A dataset-agnostic image enrichment pipeline. Given any directory of images, stratum produces per-image artifact directories containing multi-modal embeddings, captions, pose keypoints, body-part segmentation, depth maps, and surface normals — ready for publishing to HuggingFace or training diffusion models.
# Install with GPU support (torch must be installed separately for your platform)
pip install -e ".[all]"
# Enrich a directory of images
stratum process ./images/ --output ./dataset/ --passes all --device cuda
# Check progress
stratum status ./dataset/
# Publish to HuggingFace
stratum publish ./dataset/ --hub-repo user/my-dataset --layers caption,dinov3Each source image gets its own output directory, mirroring the source structure:
source/ffhq/00001.png → dataset/ffhq/00001/
├── metadata.json
├── caption.txt
├── dinov3_cls.npy
├── dinov3_patches.npy
├── t5_hidden.npy
├── t5_mask.npy
├── pose.npy
├── seg.npy
├── depth.npy
└── normal.npy
| Artifact | Shape | Dtype | Description |
|---|---|---|---|
metadata.json |
— | JSON | Image dimensions, aspect bucket, source path |
caption.txt |
— | text | Dense objective description of the image |
dinov3_cls.npy |
(1024,) |
float16 | DINOv3 CLS token — global style/composition |
dinov3_patches.npy |
(N, 1024) |
float16 | DINOv3 spatial patch tokens (N varies by resolution) |
t5_hidden.npy |
(512, 1024) |
float16 | T5-Large text encoder hidden states |
t5_mask.npy |
(512,) |
uint8 | T5 attention mask (1=valid, 0=padding) |
pose.npy |
(133, 3) |
float16 | DWPose whole-body keypoints: [x, y, confidence] in [-1, 1] |
seg.npy |
(H, W) |
uint8 | Sapiens 28-class body-part segmentation (class IDs 0–27) |
depth.npy |
(H, W) |
float16 | Sapiens relative depth, foreground-masked and normalised to [0, 1] |
normal.npy |
(H, W, 3) |
float16 | Sapiens per-pixel surface normals (XYZ), L2-normalised, foreground-masked |
pixel.npy |
(3, H, W) |
float16 | Bucketed RGB crop in [0, 1] (opt-in only) |
stratum requires Python 3.11+ and PyTorch (installed separately for your CUDA/ROCm platform).

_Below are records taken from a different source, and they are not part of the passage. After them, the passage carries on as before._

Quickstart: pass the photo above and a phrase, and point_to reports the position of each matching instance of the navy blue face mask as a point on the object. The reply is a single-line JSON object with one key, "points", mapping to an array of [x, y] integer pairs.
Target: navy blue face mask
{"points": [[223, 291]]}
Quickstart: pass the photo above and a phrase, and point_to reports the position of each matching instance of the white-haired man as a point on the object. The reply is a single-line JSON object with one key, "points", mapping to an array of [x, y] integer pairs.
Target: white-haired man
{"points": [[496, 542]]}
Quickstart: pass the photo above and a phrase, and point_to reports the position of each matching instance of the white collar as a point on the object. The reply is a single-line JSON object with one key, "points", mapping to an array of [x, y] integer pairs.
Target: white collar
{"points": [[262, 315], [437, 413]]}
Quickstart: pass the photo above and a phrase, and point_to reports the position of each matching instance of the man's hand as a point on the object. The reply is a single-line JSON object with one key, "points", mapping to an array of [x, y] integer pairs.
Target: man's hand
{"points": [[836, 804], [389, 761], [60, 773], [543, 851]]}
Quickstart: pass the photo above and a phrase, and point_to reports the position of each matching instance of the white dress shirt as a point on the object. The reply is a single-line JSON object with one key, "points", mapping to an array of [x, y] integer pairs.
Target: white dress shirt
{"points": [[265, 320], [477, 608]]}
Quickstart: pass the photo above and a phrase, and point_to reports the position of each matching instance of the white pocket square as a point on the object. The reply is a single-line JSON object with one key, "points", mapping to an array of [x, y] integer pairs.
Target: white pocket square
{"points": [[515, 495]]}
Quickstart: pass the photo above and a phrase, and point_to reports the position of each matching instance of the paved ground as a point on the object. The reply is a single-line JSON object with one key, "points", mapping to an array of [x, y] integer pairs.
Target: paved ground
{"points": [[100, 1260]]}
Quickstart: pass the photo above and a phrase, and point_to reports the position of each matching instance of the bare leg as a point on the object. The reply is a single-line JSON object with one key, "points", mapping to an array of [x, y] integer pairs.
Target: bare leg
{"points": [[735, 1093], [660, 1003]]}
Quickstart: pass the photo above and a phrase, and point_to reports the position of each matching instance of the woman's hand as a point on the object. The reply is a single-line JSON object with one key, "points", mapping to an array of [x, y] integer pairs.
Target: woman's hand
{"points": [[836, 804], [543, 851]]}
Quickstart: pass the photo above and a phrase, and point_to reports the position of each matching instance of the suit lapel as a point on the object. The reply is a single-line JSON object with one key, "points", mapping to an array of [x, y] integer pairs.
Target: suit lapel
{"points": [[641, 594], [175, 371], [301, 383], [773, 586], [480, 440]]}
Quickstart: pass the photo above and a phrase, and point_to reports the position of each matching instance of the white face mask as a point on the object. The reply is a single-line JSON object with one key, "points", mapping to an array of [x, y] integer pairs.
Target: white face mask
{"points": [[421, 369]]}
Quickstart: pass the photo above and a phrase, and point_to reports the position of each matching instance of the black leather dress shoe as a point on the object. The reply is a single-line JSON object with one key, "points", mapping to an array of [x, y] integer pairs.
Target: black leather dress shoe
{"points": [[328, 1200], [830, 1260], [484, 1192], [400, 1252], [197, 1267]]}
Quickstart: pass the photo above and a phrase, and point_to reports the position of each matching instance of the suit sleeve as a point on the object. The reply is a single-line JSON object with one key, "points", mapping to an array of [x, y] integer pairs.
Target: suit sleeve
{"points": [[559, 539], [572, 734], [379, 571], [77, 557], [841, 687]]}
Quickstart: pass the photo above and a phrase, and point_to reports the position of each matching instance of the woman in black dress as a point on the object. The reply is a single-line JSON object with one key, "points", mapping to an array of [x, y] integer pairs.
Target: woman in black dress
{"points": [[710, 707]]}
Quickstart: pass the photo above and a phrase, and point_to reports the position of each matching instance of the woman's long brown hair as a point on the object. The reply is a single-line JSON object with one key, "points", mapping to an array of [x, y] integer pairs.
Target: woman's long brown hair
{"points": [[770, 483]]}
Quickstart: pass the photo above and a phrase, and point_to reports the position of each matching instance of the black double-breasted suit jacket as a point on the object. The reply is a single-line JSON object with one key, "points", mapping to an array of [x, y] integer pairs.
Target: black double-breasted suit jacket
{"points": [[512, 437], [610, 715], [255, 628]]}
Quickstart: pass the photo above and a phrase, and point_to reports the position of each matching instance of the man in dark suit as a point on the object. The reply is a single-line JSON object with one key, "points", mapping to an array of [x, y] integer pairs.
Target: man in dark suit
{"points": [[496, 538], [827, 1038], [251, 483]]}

# Core only (no GPU features)
pip install -e .
# With GPU-accelerated passes (DINOv3, T5)
pip install -e ".[gpu]"
# With pose estimation
pip install -e ".[pose]"
# With Sapiens segmentation, depth, and normals
pip install -e ".[sapiens]"
# With HuggingFace publishing
pip install -e ".[publish]"
# Everything
pip install -e ".[all]"Install PyTorch first following https://pytorch.org/get-started/locally/.
Each pass runs independently and is idempotent — if the output file already exists, the image is skipped.
| Pass | What it does | Artifacts | Requires |
|---|---|---|---|
caption |
Generates a dense text description via Ollama | caption.txt |
Ollama server |
dinov3 |
Extracts DINOv3-ViT-L/16 CLS and patch embeddings | dinov3_cls.npy, dinov3_patches.npy |
GPU + [gpu] |
t5 |
Encodes caption text with T5-Large | t5_hidden.npy, t5_mask.npy |
GPU + [gpu], caption |
pose |
Extracts 133 whole-body keypoints via DWPose | pose.npy |
[pose] |
seg |
28-class body-part segmentation via Sapiens-1B | seg.npy |
GPU + [sapiens] |
depth |
Relative depth estimation via Sapiens-1B | depth.npy |
GPU + [sapiens], seg |
normal |
Surface normal prediction via Sapiens-1B | normal.npy |
GPU + [sapiens], seg |
pixel |
Saves bucketed RGB crop as numpy array | pixel.npy |
— |
--passes all runs caption, dinov3, t5, pose, seg, depth, and normal. The pixel pass is opt-in — request it explicitly with --passes pixel to avoid bundling raw image data in published datasets. Depth and normal depend on seg (for the foreground mask), similar to how t5 depends on caption.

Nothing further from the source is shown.